Politik

"Noch größere als 2015" Seehofer warnt vor neuer Flüchtlingswelle

Die Zahl der Menschen, die eine Flucht von der Türkei zu den griechischen Inseln wagen, steigt wieder stark an. Innenminister Seehofer warnt angesichts der Entwicklung vor einer neuen Flüchtlingkrise. Diese könne sogar das Ausmaß jener vor vier Jahren übertreffen, wenn nicht gehandelt würde.

Bundesinnenminister Horst Seehofer hat angesichts steigender Migrantenzahlen auf den griechischen Inseln vor einer größeren Flüchtlingswelle als im Jahr 2015 gewarnt. "Wir müssen unseren europäischen Partnern bei den Kontrollen an den EU-Außengrenzen mehr helfen.
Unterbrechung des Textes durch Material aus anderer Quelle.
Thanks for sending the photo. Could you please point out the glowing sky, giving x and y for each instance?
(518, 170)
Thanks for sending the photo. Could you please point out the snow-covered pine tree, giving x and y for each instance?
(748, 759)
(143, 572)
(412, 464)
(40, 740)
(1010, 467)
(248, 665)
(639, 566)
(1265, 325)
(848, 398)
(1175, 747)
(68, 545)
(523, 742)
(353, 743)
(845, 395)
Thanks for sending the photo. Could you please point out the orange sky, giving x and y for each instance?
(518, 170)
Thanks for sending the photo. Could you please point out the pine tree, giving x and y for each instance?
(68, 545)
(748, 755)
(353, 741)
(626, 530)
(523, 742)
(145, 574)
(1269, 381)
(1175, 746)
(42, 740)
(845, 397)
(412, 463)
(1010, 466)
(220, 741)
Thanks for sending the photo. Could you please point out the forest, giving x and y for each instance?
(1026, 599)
Wir haben sie zu lange alleine gelassen", sagte der CSU-Politiker der "Bild"-Zeitung. "Wenn wir das nicht machen, werden wir eine Flüchtlingswelle wie 2015 erleben - vielleicht sogar noch eine größere als vor vier Jahren."
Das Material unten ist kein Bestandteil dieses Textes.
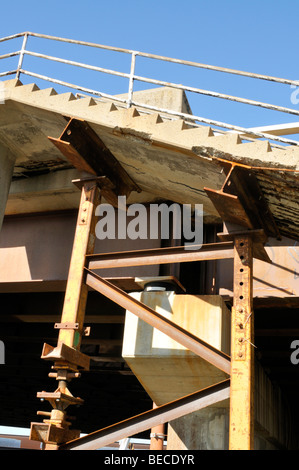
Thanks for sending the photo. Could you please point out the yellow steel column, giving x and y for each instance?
(241, 433)
(72, 319)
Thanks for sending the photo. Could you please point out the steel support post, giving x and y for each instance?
(241, 432)
(76, 291)
(67, 356)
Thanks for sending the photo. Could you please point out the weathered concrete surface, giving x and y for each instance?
(7, 161)
(167, 159)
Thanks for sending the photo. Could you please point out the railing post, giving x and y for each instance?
(131, 80)
(21, 58)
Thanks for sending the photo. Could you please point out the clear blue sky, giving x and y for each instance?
(259, 36)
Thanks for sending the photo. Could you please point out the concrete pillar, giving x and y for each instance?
(7, 161)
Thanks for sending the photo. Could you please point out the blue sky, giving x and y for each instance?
(256, 36)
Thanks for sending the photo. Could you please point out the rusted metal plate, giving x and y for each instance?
(258, 237)
(160, 256)
(84, 149)
(229, 208)
(64, 353)
(49, 433)
(241, 431)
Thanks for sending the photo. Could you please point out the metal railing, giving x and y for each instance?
(132, 77)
Er werde gemeinsam mit der neuen EU-Kommissionspräsidentin Ursula von der Leyen "alles dazu beitragen, dass sich das nicht wiederholt", sagte Seehofer weiter. Dazu habe er "die volle Unterstützung der deutschen Bundeskanzlerin".

Zudem forderte Seehofer die Mitgliedstaaten der EU auf, mehr für die Türkei zu tun. "Die Türkei leistet bei der Aufnahme von Flüchtlingen sehr viel. Das liegt auch in unserem Interesse. Darüber hinaus ist klar, dass wir nicht mit den Mitteln der Vergangenheit die Zukunft bewältigen können. Deswegen will ich die Zusammenarbeit mit der Türkei weiter stärken", sagte Seehofer im Interview mit der "Welt am Sonntag".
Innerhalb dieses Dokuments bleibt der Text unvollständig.